Nevertheless, there is little standardization of methodology in determining the incremental costs solely attributable to HAI, which likely explains the observed variation in cost estimates. The SENIC data from 1985 cited a $5–$10 billion annual impact of HAI, while the CDC has reported costs of $5 billion, but estimates elsewhere in the literature have reached as high as $29 billion per year [12]. Future studies will require the continued careful scrutiny and ingenuity of our statistician colleagues to draw meaningful conclusions about the costs of HAI and SSI.
Conclusions
This review should serve as a surgical “call to arms” on the cost and consequences of SSI. The SSI occur frequently after discharge, and current data clearly show that the models that have been used historically to predict patients at risk for HAI are not predictive for patients in whom post-discharge SSI develops. Post-discharge SSIs are now the most common cause for re-admission for our surgical patients, and these infections are among the most expensive HAI. This is a significant burden on our patients and our healthcare system.
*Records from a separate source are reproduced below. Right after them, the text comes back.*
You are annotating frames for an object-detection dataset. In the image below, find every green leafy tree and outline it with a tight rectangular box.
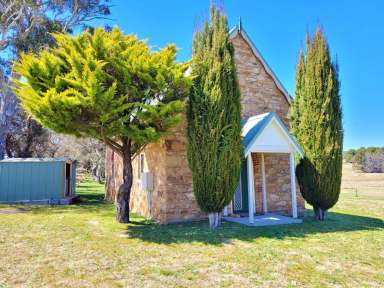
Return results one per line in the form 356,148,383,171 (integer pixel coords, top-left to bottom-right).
291,28,343,220
0,0,110,159
187,9,243,228
14,28,190,223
As surgeons, we have been included in significant efforts to prevent VAP, CLABSI, and CAUTI in our patients, but when it comes to SSI, it has been more or less “business as usual.” Our well-intended efforts have been focused on meeting our NSQIP metrics—timeliness of antibiotic administration, correct antibiotic agents for the surgical indication, discontinuation of antibiotic agents within 24 hours, and so on. Lately, there are even those who have taken great fascination with what kind of hats and shoe covers we should be wearing and who launders our scrub clothing. The simple fact remains: Despite methodologic variations in reported incidence of SSI in the literature, these incidence rates have not declined appreciably during the roughly five decades since the pioneering work of Dr. Cruse and his team began [1]. We must pull our collective heads out of the sand and aggressively study and understand who will be most at risk for post-discharge SSI, how to make the diagnosis early, and implement therapy to obviate both the morbidity and the associated costs of such infections.
Footnotes
Author Disclosure Statement
No competing financial interests exist.